Creating demand in EDA

I talked earlier about how EDA marketing can’t create demand. Small companies cannot afford much marketing and large companies are in the vicious cycle of not being able to get innovation into the channel since they can’t create demand even though they could have money to spend if it were effective.

EDA used to be rich enough that it would advertise anyway, at least to get the company name out in front of people (remember all those in-flight magazine ads for Cadence and the “curfew key” and suchlike). But as times got tighter, EDA stopped advertising since it was ineffective. In turn, the books that used to cover EDA, like EE Times and EDN, cut back their coverage and laid off their specialist journalists like Richard Goering and Mike Santarini. To be honest, I think for some time before that the major readers of EDA coverage were the other EDA companies, not the customers. I don’t have any way to know, but I’m sure the readership of this blog is the same.

Trade shows seem to be a dying breed too, and not just in EDA. DATE seems to be dead, as a tradeshow, with almost no exhibitors any more.

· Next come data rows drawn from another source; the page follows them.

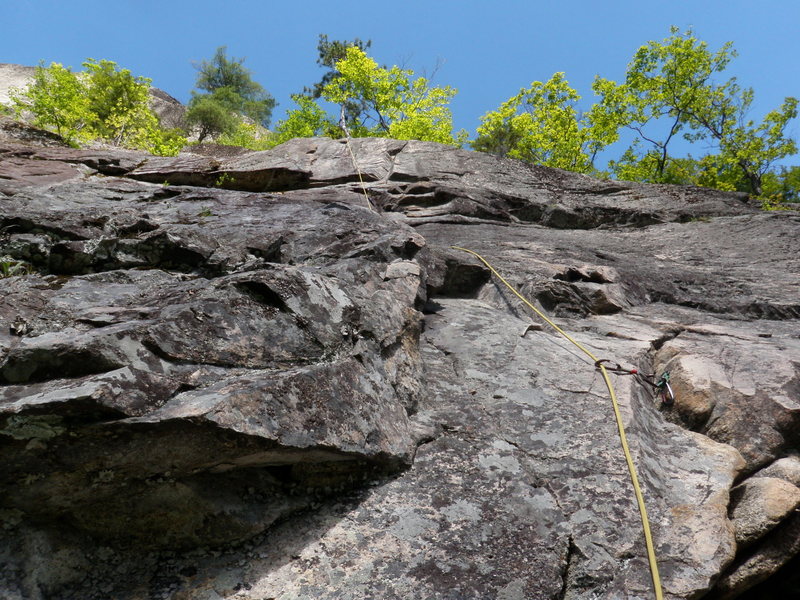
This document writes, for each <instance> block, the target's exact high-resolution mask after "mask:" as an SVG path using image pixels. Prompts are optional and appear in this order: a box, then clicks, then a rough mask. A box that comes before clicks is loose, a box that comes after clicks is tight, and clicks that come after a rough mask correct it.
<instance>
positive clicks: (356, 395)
mask: <svg viewBox="0 0 800 600" xmlns="http://www.w3.org/2000/svg"><path fill="white" fill-rule="evenodd" d="M352 149H353V152H354V154H355V157H356V165H354V163H353V160H352V159H351V156H350V152H349V151H348V148H347V146H346V145H345V143H344V142H342V141H337V140H329V139H303V140H294V141H292V142H289V143H287V144H284V145H283V146H280V147H278V148H275V149H274V150H272V151H269V152H255V153H245V154H238V155H237V154H232V153H228V154H229V155H228V156H225V157H220V158H215V157H214V156H213V155H210V151H209V152H206V153H205V154H203V155H201V154H197V155H188V154H187V155H180V156H178V157H175V158H156V157H150V156H147V155H143V154H139V153H135V152H129V151H116V152H108V151H99V150H98V151H88V150H73V149H67V148H58V147H45V146H44V145H32V144H30V143H27V144H23V143H12V142H4V143H2V145H1V146H0V160H2V162H1V163H0V236H2V237H0V256H2V257H3V259H2V261H3V265H2V268H4V269H5V272H6V274H12V273H13V275H12V276H10V277H5V278H3V279H0V285H2V290H3V293H2V297H0V318H1V319H2V321H3V323H4V325H3V328H2V329H0V382H1V383H2V386H1V387H0V480H2V486H3V489H4V491H5V493H4V495H3V496H2V498H0V518H2V524H3V527H4V531H5V535H4V536H3V537H2V541H1V542H0V557H1V558H2V559H1V560H0V563H1V564H2V565H3V567H2V573H1V574H0V577H2V581H1V582H0V585H2V589H3V590H4V593H5V597H8V598H12V599H15V600H16V599H20V600H21V599H27V598H37V599H39V598H40V599H48V600H49V599H56V598H82V599H84V598H98V599H99V598H120V599H125V600H133V599H145V598H175V599H190V598H191V599H198V598H199V599H208V600H212V599H215V600H218V599H220V598H224V599H231V600H233V599H234V598H236V599H250V600H255V599H265V598H276V599H277V598H280V599H281V600H289V599H305V598H319V599H330V600H333V599H354V600H355V599H361V598H387V599H391V598H396V599H406V598H426V599H428V598H430V599H433V598H439V599H454V600H455V599H462V598H480V599H483V598H486V599H488V598H503V599H506V600H512V599H520V600H521V599H527V598H551V599H554V600H555V599H584V598H585V599H588V598H606V599H609V600H610V599H619V598H630V599H634V598H652V597H654V596H653V591H652V583H651V578H650V572H649V570H648V566H647V559H646V554H645V550H644V542H643V536H642V530H641V523H640V519H639V514H638V511H637V507H636V503H635V500H634V496H633V492H632V489H631V486H630V480H629V477H628V473H627V468H626V465H625V462H624V459H623V456H622V452H621V450H620V447H619V438H618V435H617V429H616V425H615V422H614V418H613V413H612V411H611V406H610V401H609V399H608V398H607V394H606V391H605V388H604V386H603V385H602V381H601V380H600V378H599V374H598V373H597V371H596V370H595V368H594V365H593V364H591V361H588V360H587V359H585V358H584V357H583V355H581V354H580V353H579V352H577V351H576V349H575V348H574V347H572V346H571V345H570V344H569V343H568V342H567V341H566V340H564V339H563V338H561V337H559V336H558V335H557V334H556V333H554V332H553V331H551V330H549V328H547V326H542V325H539V324H537V323H536V318H535V317H533V316H531V315H530V314H528V313H527V312H526V310H525V309H524V307H523V306H522V304H521V303H520V302H519V301H518V300H517V299H516V298H515V297H514V296H513V295H512V294H511V293H510V292H509V291H508V290H507V289H506V288H505V287H503V286H501V285H500V284H499V283H498V282H497V281H496V280H495V279H493V278H492V276H491V274H490V273H489V271H488V270H487V269H486V268H485V267H484V266H483V265H482V264H481V263H479V262H478V261H477V260H476V259H475V258H473V257H472V256H470V255H469V254H467V253H465V252H462V251H459V250H456V249H454V248H453V246H459V247H466V248H469V249H472V250H474V251H477V252H479V253H481V254H482V255H484V256H485V257H486V258H487V259H488V260H490V261H491V262H492V263H493V265H494V266H495V267H496V268H497V269H498V270H499V271H500V272H501V273H503V275H504V276H505V277H507V279H508V280H509V281H510V282H511V283H513V284H514V285H515V286H517V287H518V288H519V289H520V290H521V291H522V293H524V294H525V295H527V296H528V297H529V298H531V299H532V300H533V301H535V302H537V303H538V304H539V305H540V306H541V307H542V308H543V309H545V310H546V311H548V312H549V313H550V314H551V315H553V316H554V318H556V320H557V321H558V323H559V324H560V325H561V326H562V327H564V328H565V329H566V330H567V331H569V332H570V334H571V335H573V336H574V337H575V338H576V340H577V341H579V342H580V343H581V344H584V345H586V346H587V347H589V348H591V349H592V351H593V352H594V353H595V354H597V355H598V356H601V357H602V358H608V359H609V360H612V361H613V362H615V363H617V362H618V363H622V364H624V365H629V366H631V367H636V368H638V369H639V370H640V371H641V372H642V373H647V374H649V373H654V374H656V375H660V374H661V373H662V372H663V371H665V370H667V371H669V372H670V374H671V384H672V386H673V388H674V390H675V392H676V401H675V403H674V405H671V406H668V405H663V404H662V403H661V402H660V401H659V400H658V399H656V398H654V394H653V390H652V388H650V387H649V386H647V385H642V384H640V383H639V382H638V380H637V379H634V378H633V376H631V375H624V374H615V375H613V379H614V383H615V386H616V390H617V394H618V396H619V400H620V404H621V409H622V414H623V419H624V423H625V427H626V430H627V433H628V437H629V440H630V442H631V446H632V452H633V456H634V460H635V462H636V465H637V469H638V473H639V478H640V480H641V483H642V487H643V492H644V496H645V500H646V503H647V508H648V513H649V516H650V521H651V524H652V528H653V536H654V540H655V545H656V553H657V556H658V562H659V567H660V572H661V578H662V580H663V584H664V593H665V597H666V598H670V599H679V598H680V599H689V598H692V599H694V598H700V597H704V596H707V597H719V598H723V597H724V598H734V597H739V596H742V594H745V593H747V592H746V590H748V589H750V588H753V586H756V585H758V584H759V583H761V582H763V581H764V580H767V579H769V578H771V577H772V576H773V574H774V573H776V572H777V571H778V570H779V569H780V568H781V566H783V565H785V564H786V563H788V562H789V561H791V560H792V558H793V556H794V555H795V554H797V553H799V552H800V544H797V543H796V540H797V539H798V536H797V534H796V531H797V528H798V524H797V514H796V512H795V511H794V508H795V507H796V506H797V503H798V499H799V498H800V489H798V488H797V487H796V486H797V485H798V483H800V481H799V479H800V477H798V472H800V471H799V470H798V467H797V465H798V462H797V458H796V452H797V450H798V441H800V440H798V437H797V436H798V434H797V432H798V431H800V428H798V418H800V338H799V337H798V333H797V332H798V319H799V318H800V301H798V298H800V280H798V278H797V273H798V272H799V271H800V258H798V257H800V252H799V251H800V241H799V239H800V238H798V235H797V234H798V230H800V216H798V214H797V213H792V212H781V213H764V212H761V211H760V210H758V209H756V208H754V207H752V206H750V205H749V204H748V203H747V202H746V198H743V197H741V196H738V195H734V194H725V193H721V192H715V191H711V190H703V189H697V188H682V187H670V186H648V185H639V184H629V183H622V182H610V181H599V180H596V179H592V178H589V177H585V176H582V175H577V174H573V173H567V172H564V171H558V170H554V169H547V168H543V167H536V166H530V165H526V164H523V163H521V162H518V161H513V160H504V159H497V158H494V157H491V156H488V155H484V154H478V153H472V152H467V151H463V150H457V149H453V148H449V147H445V146H441V145H437V144H431V143H422V142H400V141H393V140H381V139H364V140H353V143H352ZM356 166H357V167H358V168H357V169H356ZM359 171H360V172H361V173H362V175H363V178H364V180H365V181H366V188H367V195H368V198H369V201H368V200H367V199H366V198H365V196H364V193H363V192H362V190H361V188H360V185H359V184H358V180H359ZM531 324H533V327H532V328H529V327H528V325H531ZM732 490H733V491H732ZM773 579H774V578H773ZM752 593H754V594H755V593H757V592H752ZM754 597H758V596H754ZM786 597H789V596H786Z"/></svg>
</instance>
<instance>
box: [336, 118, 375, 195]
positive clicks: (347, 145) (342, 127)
mask: <svg viewBox="0 0 800 600" xmlns="http://www.w3.org/2000/svg"><path fill="white" fill-rule="evenodd" d="M339 127H340V128H341V129H342V131H343V132H344V141H345V143H346V144H347V149H348V150H349V151H350V158H351V159H352V160H353V168H354V169H355V170H356V173H358V181H359V183H361V191H362V192H364V200H366V201H367V208H368V209H370V210H375V208H374V207H373V206H372V202H370V200H369V195H368V194H367V186H366V185H364V178H363V177H362V176H361V169H359V168H358V162H357V161H356V153H355V152H353V147H352V146H351V145H350V130H349V129H348V128H347V119H345V116H344V104H342V105H341V114H340V116H339Z"/></svg>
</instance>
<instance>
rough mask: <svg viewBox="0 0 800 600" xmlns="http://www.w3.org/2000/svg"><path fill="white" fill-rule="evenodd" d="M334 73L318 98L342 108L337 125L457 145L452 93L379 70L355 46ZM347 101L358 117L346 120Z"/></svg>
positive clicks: (372, 131) (409, 137)
mask: <svg viewBox="0 0 800 600" xmlns="http://www.w3.org/2000/svg"><path fill="white" fill-rule="evenodd" d="M336 69H337V71H338V75H336V76H335V77H334V78H332V79H331V81H330V82H329V83H328V84H327V85H326V86H325V87H324V88H323V90H322V97H323V98H325V99H326V100H328V101H329V102H332V103H334V104H338V105H339V106H340V107H342V115H343V118H342V121H344V125H345V126H346V127H347V128H348V130H349V131H350V133H351V134H352V135H356V136H387V137H392V138H395V139H401V140H409V139H415V140H427V141H432V142H441V143H444V144H457V143H458V142H457V140H456V138H455V137H454V136H453V117H452V113H451V112H450V108H449V106H448V105H449V103H450V100H452V98H453V96H455V94H456V90H455V89H453V88H451V87H450V86H444V87H438V86H431V85H430V83H429V82H428V80H427V79H426V78H424V77H417V78H416V79H412V77H413V75H414V72H413V71H411V70H408V69H401V68H400V67H398V66H393V67H391V68H390V69H387V68H385V67H379V66H378V63H376V62H375V61H374V60H373V59H372V58H370V57H369V56H367V55H366V54H365V53H364V51H363V50H361V49H360V48H358V47H356V46H350V47H349V48H348V49H347V51H346V53H345V57H344V58H343V59H342V60H340V61H338V62H337V63H336ZM349 102H359V103H363V105H364V106H365V107H366V110H365V111H364V112H363V113H361V114H360V115H359V116H358V119H355V120H353V119H351V120H349V121H348V120H347V119H348V115H347V114H346V111H345V108H346V106H347V103H349Z"/></svg>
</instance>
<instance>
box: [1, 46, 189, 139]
mask: <svg viewBox="0 0 800 600" xmlns="http://www.w3.org/2000/svg"><path fill="white" fill-rule="evenodd" d="M83 66H84V67H85V68H86V70H85V71H83V72H79V73H75V72H73V71H72V70H71V69H69V68H65V67H64V66H63V65H60V64H58V63H52V64H51V65H50V66H49V67H44V66H43V65H39V66H38V67H37V68H36V71H35V72H34V77H33V81H32V83H31V85H30V86H29V87H28V88H27V89H26V90H25V91H23V92H20V93H17V94H15V95H13V96H12V101H13V103H14V105H15V107H16V110H17V112H18V113H19V114H24V113H25V112H30V113H32V114H33V122H34V124H35V125H37V126H39V127H45V128H52V129H53V130H55V132H56V133H58V134H59V135H61V136H62V137H64V138H65V139H66V140H67V141H68V142H70V143H72V144H78V143H80V142H85V141H88V140H93V139H101V140H104V141H106V142H109V143H112V144H115V145H118V146H126V147H130V148H139V149H143V150H148V151H150V152H153V153H157V154H177V153H178V152H179V151H180V148H182V147H183V145H184V143H185V141H186V140H185V139H184V138H183V137H182V135H180V133H179V132H177V131H174V130H164V129H162V128H161V126H160V124H159V122H158V117H157V116H156V115H155V113H153V111H152V110H151V109H150V107H149V100H150V94H149V89H150V80H149V79H147V78H145V77H134V76H133V75H132V74H131V72H130V71H129V70H128V69H119V68H117V65H116V63H114V62H112V61H108V60H100V61H96V60H94V59H87V60H86V62H84V63H83Z"/></svg>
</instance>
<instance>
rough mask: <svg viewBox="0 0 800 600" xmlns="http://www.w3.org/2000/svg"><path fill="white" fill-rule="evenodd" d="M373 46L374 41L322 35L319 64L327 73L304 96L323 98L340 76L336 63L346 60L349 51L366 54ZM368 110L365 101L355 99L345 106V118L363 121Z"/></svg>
mask: <svg viewBox="0 0 800 600" xmlns="http://www.w3.org/2000/svg"><path fill="white" fill-rule="evenodd" d="M371 46H372V40H367V41H366V42H365V41H363V40H361V39H359V38H355V39H353V40H328V36H327V35H325V34H324V33H321V34H320V36H319V41H318V42H317V52H318V53H319V57H318V58H317V64H318V65H319V66H320V67H323V68H326V69H327V71H326V72H325V74H324V75H323V76H322V79H320V81H318V82H317V83H315V84H314V85H313V86H312V87H310V88H309V87H307V88H305V89H304V90H303V94H304V95H305V96H308V97H309V98H311V99H313V100H318V99H319V98H321V97H322V92H323V90H324V89H325V86H326V85H328V84H329V83H330V82H331V81H332V80H333V79H334V78H335V77H337V76H338V75H340V73H339V71H338V70H337V69H336V63H337V62H339V61H340V60H343V59H345V58H346V56H347V49H348V48H350V47H355V48H358V49H359V50H361V51H362V52H364V53H366V51H367V50H368V49H369V48H370V47H371ZM368 110H369V106H368V105H367V104H366V103H365V102H364V101H363V100H357V99H353V100H350V101H348V102H346V103H345V105H344V113H345V118H346V119H347V121H348V122H355V121H359V120H362V118H363V115H364V114H366V113H367V111H368Z"/></svg>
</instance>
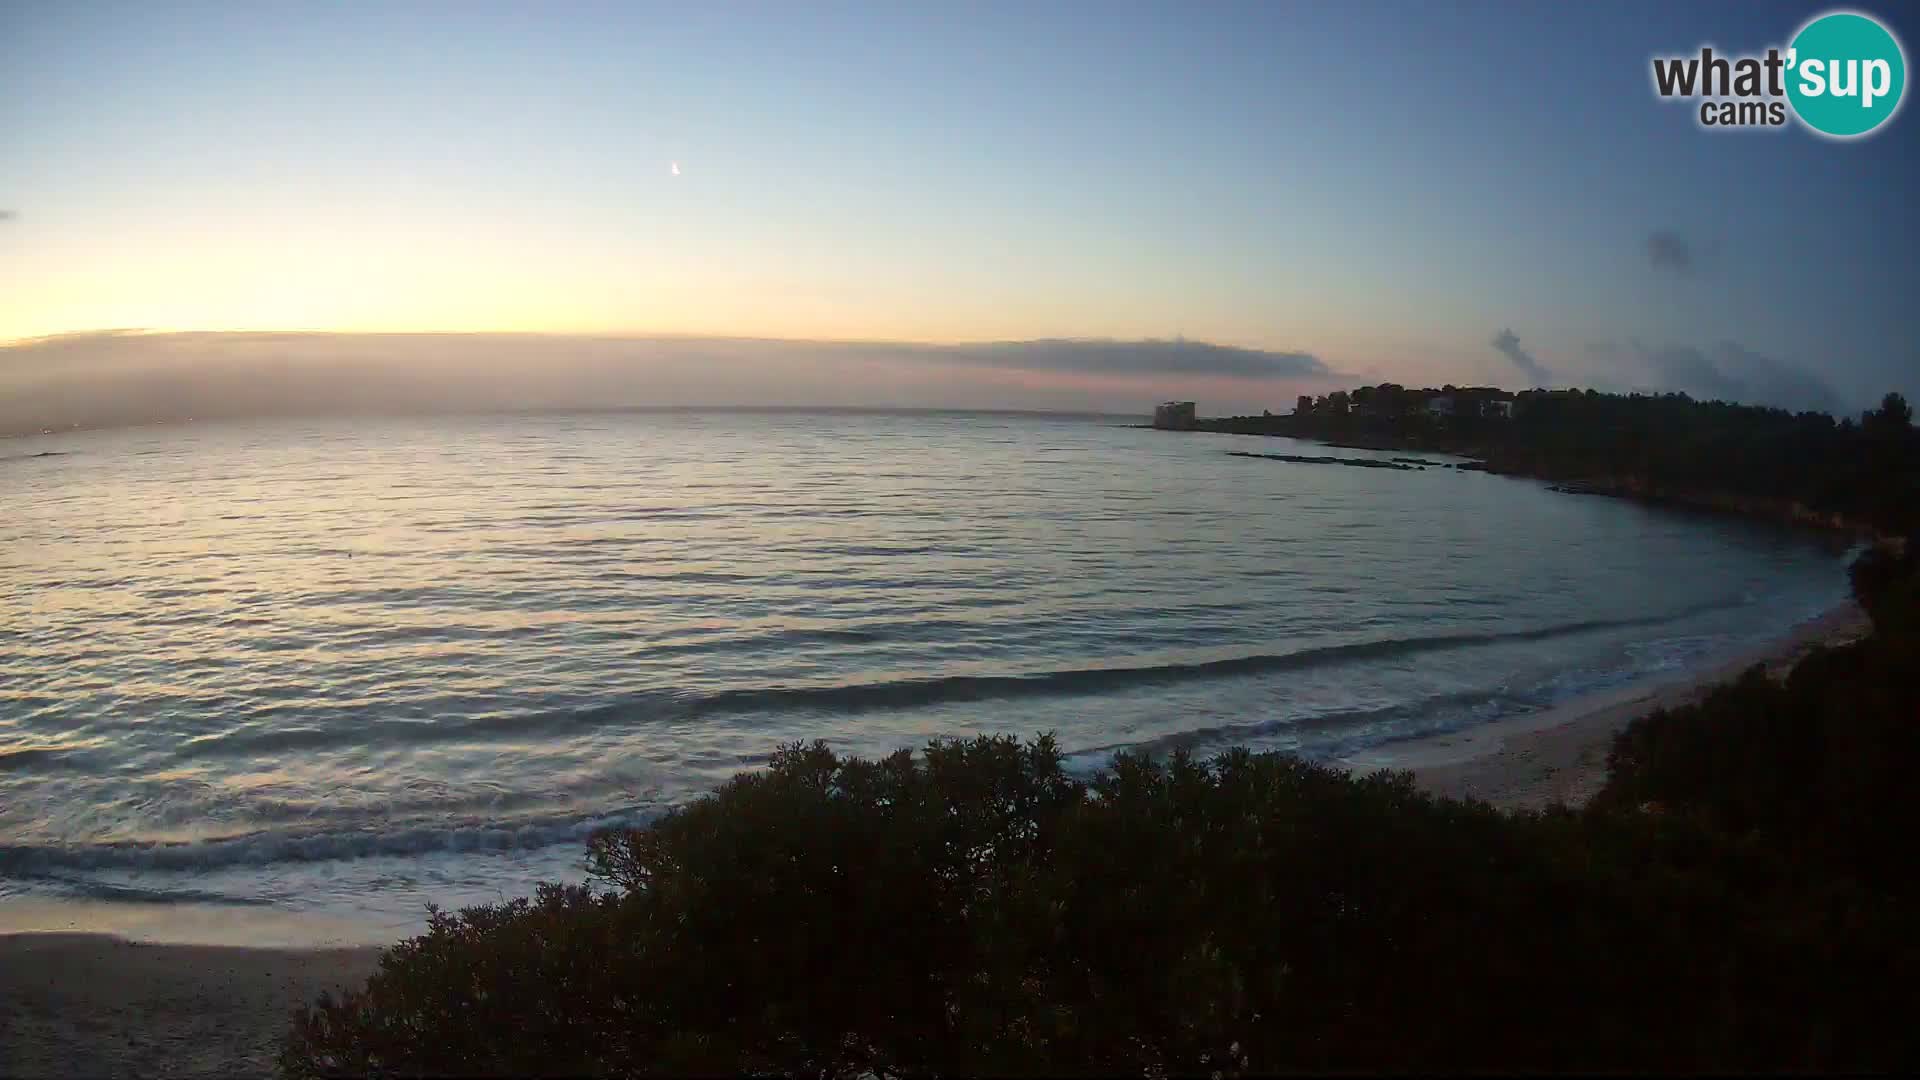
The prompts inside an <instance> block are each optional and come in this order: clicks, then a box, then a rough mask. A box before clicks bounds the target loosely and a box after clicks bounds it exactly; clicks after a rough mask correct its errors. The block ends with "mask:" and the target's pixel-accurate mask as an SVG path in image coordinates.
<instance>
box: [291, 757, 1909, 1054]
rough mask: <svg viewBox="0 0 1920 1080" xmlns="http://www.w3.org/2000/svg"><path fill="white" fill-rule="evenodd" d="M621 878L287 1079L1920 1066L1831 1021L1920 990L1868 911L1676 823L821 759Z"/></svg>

I wouldn’t be surprised if this year it has almost no visitors any more either, and gives up next year. EDA seems like it can support one real tradeshow, which is DAC. It is mainly for startups for whom it is really the only way to get discovered by customers outside of having a half-reasonable website. The large EDA companies run their own tradeshows in an environment that leverages their costs better than paying a ridiculous rate for floor space, paying rapacious convention center unions to set up the booth, and putting up with whatever restrictions show management has chosen for this year (“you can’t put a car on the booth, just because” was one memorable one that I ran into once).

The large EDA companies, with some justification, feel that a big presence at DAC is subsidizing their startup competitors as well as not being the most cost-effective way to reach their customers to show them the portfolio of new products. The best is to avoid the political noise by at least showing up, but the booths with 60 demo suites running continuously with a 600 employee presence are gone.

That leaves websites and search engines as the main way that customer engineers discover what is available. So you’d think that EDA company websites, especially for startups who have no other channels, would be good. But there are very few websites that do a good job of explaining the product line, the focus of the company and so on in a way that is customer-oriented.

If you talk to PR agencies, they’ll tell you that the new thing is using social networks and blogging to reach customers. But they don’t really seem to know just how that would work. I mean I’m reaching you through a blog because you are reading this. But if every other blog item were a thinly disguised regurgitated press release you’d soon give up reading. But it’s not really possible to do anything more technically in-depth. I don’t have the knowledge to be the Roger Ebert of EDA even if I had the time to go to all the “screenings”. But that leaves the problem that there isn’t an easy way to find out what is coming soon to a theatre, sorry, server-farm, near you and whether it is worth the investment of time to take a serious look.